In quel tempo, Gesù prese con sé Pietro, Giacomo e Giovanni e li condusse su un alto monte, in disparte, loro soli.
Fu trasfigurato davanti a loro e le sue vesti divennero splendenti, bianchissime: nessun lavandaio sulla terra potrebbe renderle così bianche. E apparve loro Elia con Mosè e conversavano con Gesù. Prendendo la parola, Pietro disse a Gesù: «Rabbì, è bello per noi essere qui; facciamo tre capanne, una per te, una per Mosè e una per Elia». Non sapeva infatti che cosa dire, perché erano spaventati. Venne una nube che li coprì con la sua ombra e dalla nube uscì una voce: «Questi è il Figlio mio, l’amato: ascoltatelo!». E improvvisamente, guardandosi attorno, non videro più nessuno, se non Gesù solo, con loro.
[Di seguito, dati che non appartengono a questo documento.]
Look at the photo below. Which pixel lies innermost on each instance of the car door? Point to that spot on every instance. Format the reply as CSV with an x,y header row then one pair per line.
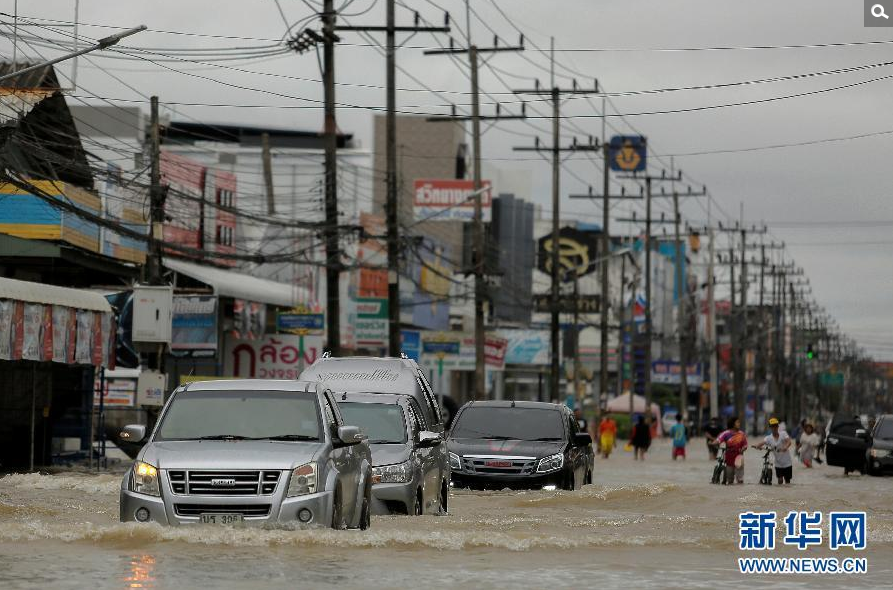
x,y
344,459
427,457
576,453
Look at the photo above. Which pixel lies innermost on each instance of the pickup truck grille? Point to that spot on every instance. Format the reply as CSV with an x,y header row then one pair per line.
x,y
496,465
223,483
248,510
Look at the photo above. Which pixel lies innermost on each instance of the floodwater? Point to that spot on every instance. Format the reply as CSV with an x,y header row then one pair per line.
x,y
656,524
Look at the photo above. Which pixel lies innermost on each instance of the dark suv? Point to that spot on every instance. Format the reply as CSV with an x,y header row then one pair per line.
x,y
880,448
518,445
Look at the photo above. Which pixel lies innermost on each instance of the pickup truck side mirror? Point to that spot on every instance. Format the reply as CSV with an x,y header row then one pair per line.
x,y
350,435
428,439
133,433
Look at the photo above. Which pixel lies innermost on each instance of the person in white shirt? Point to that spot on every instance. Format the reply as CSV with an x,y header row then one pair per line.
x,y
780,443
809,442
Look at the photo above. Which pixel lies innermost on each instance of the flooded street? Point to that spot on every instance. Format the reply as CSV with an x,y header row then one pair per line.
x,y
659,519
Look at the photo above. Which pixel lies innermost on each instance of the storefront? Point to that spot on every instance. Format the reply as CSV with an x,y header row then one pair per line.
x,y
52,342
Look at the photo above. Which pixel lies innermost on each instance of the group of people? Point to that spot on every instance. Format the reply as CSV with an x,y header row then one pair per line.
x,y
733,441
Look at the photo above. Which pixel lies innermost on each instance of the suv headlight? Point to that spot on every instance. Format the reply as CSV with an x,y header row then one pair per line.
x,y
550,463
303,480
399,473
144,479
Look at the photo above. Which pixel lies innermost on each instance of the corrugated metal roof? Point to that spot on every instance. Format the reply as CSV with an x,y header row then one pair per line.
x,y
43,78
229,283
52,295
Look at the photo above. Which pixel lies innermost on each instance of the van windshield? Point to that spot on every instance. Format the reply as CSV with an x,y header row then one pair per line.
x,y
508,423
241,415
382,423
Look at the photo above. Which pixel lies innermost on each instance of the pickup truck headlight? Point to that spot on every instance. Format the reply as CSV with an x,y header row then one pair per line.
x,y
550,463
144,479
399,473
303,480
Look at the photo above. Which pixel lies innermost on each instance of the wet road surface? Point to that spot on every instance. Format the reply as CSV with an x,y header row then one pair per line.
x,y
656,524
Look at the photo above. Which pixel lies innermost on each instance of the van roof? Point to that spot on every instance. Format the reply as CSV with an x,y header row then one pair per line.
x,y
251,384
364,374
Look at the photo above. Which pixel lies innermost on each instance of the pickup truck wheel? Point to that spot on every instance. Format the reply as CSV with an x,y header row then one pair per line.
x,y
336,512
444,498
366,512
417,505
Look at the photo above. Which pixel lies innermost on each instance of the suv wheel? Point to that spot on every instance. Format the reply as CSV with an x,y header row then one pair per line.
x,y
417,505
444,498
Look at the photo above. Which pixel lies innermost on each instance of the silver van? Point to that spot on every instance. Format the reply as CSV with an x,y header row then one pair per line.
x,y
410,466
359,374
250,451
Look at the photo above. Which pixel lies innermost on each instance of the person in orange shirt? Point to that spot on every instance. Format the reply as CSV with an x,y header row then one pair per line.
x,y
607,432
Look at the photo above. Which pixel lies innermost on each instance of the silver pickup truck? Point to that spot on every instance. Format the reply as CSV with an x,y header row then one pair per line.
x,y
250,451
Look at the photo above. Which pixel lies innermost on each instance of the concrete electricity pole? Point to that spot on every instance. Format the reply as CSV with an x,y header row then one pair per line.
x,y
392,207
474,52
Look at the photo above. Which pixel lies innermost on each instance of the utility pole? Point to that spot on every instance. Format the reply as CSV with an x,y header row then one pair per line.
x,y
333,249
156,200
605,248
555,94
474,52
649,329
268,172
392,198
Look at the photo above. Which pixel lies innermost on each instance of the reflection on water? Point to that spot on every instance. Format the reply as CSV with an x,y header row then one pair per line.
x,y
658,521
142,570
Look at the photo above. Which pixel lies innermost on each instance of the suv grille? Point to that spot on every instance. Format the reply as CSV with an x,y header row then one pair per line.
x,y
256,510
223,483
499,466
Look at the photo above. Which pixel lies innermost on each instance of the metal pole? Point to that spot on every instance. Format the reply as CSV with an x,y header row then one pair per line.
x,y
648,326
479,257
33,404
333,251
604,303
554,377
391,199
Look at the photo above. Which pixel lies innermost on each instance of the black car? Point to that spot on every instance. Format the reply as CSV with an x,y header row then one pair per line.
x,y
846,443
518,445
880,450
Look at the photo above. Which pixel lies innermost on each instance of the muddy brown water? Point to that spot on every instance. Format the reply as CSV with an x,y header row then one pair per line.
x,y
656,524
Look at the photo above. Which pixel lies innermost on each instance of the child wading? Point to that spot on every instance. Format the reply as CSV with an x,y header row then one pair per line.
x,y
680,438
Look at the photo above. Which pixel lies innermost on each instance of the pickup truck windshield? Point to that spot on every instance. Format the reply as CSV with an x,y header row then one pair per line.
x,y
509,423
382,423
235,415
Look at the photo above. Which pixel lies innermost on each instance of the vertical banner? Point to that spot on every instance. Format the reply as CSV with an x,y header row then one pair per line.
x,y
18,335
96,357
61,333
46,354
32,321
6,311
83,352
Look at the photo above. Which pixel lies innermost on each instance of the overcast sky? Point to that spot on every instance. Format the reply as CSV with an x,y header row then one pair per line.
x,y
800,192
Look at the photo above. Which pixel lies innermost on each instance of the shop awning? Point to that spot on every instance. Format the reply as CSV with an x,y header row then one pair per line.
x,y
229,283
52,295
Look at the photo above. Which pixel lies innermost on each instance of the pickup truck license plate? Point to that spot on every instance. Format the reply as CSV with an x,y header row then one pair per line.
x,y
221,518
Mentre scendevano dal monte, ordinò loro di non raccontare ad alcuno ciò che avevano visto, se non dopo che il Figlio dell’uomo fosse risorto dai morti. Ed essi tennero fra loro la cosa, chiedendosi che cosa volesse dire risorgere dai morti.
All’uomo che ha operato la conversione, che ha riorientato il suo cammino, che si sente parte di una alleanza, viene chiesto di più.
Non basta aver compiuto una scelta, accettato un patto. Ora viene chiesto di esserne all’altezza.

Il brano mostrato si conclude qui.